When the output IO interface of the main control MCU circuit outputs high level, after voltage division is carried OUT through the resistor R2 and the resistor R3, the voltage added to the base electrode of the triode Q2 is high level, the base electrode of the triode Q2 is conducted in forward bias mode, the collector electrode level of the triode Q2 is basically equal to the ground end GND, the base electrode of the triode Q1 is low level, the triode Q1 is in a conducting state, the collector electrode voltage of the triode Q1 is basically equal to the power input end VCCIN, the diode D1 is conducted in forward direction because the power input end VCCIN is larger than V _ OUT, the diode D1 is in forward direction, the cathode voltage of the diode D1 is VCCIN-P because the forward voltage drop of the diode D1 is a constant value P, and the voltage of the output interface in the differential bus high-end sending circuit is increased to be VCCIN-P at the moment. For example, if the forward voltage drop of the diode D1 is a constant value of 0.3V, the voltage of the cathode of the diode D1 is VCCIN-0.3V after the power input terminal VCCIN passes through the diode D1, and since VCCIN-0.3V is much larger than V _ OUT, the voltage of the output interface in the high-side transmitting circuit of the differential bus will be increased to VCCIN-0.3V.

Referring to fig. 5, the differential bus low-side transmitting circuit in this embodiment includes a resistor R6, a resistor R7, a transistor Q3, and at least one diode D2. In this embodiment, it is preferable that the resistor R6 has a value of 4.7 kohm, the resistor R7 has a value of 10 kohm, the triode Q3 is MMBT3904W, and the diode D2 is SS14.

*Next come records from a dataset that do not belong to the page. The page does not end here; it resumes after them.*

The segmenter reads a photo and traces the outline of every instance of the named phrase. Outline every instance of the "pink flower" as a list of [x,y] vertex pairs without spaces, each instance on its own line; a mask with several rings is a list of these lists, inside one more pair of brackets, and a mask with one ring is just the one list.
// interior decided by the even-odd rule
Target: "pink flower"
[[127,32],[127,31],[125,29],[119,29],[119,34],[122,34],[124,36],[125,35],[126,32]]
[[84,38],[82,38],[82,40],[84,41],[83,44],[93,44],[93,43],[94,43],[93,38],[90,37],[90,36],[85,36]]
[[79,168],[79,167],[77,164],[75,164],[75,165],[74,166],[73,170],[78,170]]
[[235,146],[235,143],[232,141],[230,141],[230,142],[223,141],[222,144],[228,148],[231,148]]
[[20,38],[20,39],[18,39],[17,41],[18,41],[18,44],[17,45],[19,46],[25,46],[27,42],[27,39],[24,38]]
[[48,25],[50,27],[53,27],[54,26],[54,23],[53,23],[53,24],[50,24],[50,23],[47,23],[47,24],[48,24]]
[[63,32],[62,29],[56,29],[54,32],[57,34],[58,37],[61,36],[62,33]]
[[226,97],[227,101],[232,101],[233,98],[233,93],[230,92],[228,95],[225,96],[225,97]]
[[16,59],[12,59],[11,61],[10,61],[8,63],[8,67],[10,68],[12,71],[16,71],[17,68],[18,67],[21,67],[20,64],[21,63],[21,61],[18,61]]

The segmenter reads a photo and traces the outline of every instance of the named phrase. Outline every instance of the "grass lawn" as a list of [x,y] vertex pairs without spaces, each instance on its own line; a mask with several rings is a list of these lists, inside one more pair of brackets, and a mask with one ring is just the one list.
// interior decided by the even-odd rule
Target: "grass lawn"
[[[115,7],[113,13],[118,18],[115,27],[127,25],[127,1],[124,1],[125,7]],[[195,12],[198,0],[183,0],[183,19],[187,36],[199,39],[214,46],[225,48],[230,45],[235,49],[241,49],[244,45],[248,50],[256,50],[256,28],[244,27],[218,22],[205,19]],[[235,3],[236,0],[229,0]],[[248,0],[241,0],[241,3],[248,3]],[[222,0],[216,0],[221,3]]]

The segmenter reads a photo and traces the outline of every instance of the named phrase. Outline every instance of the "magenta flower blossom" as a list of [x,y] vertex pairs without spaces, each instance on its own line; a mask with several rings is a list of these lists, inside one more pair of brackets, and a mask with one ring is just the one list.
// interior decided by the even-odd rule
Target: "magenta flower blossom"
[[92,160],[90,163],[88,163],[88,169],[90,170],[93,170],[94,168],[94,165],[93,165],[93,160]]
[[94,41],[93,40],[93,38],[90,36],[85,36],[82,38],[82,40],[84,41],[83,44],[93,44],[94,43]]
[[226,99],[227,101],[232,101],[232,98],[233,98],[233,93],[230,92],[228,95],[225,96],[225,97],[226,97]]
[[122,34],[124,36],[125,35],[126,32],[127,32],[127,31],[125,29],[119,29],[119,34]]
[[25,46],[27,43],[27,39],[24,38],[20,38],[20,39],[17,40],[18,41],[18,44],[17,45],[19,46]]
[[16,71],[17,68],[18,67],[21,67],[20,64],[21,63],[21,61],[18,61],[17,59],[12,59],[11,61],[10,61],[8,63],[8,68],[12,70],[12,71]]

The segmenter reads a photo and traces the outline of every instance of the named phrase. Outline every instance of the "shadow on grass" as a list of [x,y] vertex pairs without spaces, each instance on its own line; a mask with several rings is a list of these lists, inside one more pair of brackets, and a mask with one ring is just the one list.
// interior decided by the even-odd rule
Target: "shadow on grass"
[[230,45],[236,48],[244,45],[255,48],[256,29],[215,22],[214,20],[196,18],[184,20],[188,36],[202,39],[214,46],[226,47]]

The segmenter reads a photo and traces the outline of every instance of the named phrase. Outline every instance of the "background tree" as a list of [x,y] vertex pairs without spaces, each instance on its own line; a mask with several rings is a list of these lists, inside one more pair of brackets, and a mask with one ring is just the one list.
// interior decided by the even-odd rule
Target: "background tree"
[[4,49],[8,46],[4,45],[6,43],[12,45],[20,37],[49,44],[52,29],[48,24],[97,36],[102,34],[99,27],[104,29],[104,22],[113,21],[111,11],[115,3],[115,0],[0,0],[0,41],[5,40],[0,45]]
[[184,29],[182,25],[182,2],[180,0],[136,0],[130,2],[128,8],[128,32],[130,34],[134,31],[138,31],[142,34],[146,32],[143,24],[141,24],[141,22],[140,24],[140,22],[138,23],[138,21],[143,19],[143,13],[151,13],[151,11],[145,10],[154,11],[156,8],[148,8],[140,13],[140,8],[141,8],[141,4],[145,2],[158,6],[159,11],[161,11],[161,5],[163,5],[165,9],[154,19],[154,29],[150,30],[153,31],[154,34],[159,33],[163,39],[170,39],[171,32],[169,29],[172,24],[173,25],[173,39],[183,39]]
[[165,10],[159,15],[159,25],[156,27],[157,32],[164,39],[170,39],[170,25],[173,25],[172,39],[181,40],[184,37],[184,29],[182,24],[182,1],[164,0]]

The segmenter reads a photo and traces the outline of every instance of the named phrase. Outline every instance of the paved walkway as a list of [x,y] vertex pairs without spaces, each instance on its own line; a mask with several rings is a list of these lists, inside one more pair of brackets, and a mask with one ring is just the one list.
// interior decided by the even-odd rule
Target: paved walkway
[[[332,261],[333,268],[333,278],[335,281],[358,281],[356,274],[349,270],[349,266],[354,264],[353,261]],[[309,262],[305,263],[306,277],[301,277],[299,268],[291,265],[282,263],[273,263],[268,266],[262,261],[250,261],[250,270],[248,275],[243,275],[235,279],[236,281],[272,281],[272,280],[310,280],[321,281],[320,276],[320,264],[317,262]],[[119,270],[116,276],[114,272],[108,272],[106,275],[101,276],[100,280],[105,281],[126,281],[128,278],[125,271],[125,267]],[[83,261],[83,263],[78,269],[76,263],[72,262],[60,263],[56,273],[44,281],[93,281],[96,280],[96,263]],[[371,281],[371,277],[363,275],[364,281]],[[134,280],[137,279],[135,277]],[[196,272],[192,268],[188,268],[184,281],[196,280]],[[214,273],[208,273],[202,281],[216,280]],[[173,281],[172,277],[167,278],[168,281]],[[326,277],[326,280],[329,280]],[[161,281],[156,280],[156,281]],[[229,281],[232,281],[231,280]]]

Specifically, one end of the resistor R6 is connected to an output IO interface of the main control MCU circuit, and the other end of the resistor R6 is connected in parallel with one end of the resistor R7 and the base of the triode Q3; the other end of the resistor R7 is connected with an emitting electrode of the triode Q3, and the other end of the resistor R7 is connected to a ground end GND in parallel; the collector of the triode Q3 is connected with one end of a resistor R9, and meanwhile, the collector of the triode Q3 is connected to the negative electrode of a diode D2 in parallel; the anode of the diode D2 is connected in parallel with the other end of the termination resistor R5, and the anode of the diode D2 is connected to the output interface OUT-N of the low-side transmitting circuit of the differential bus.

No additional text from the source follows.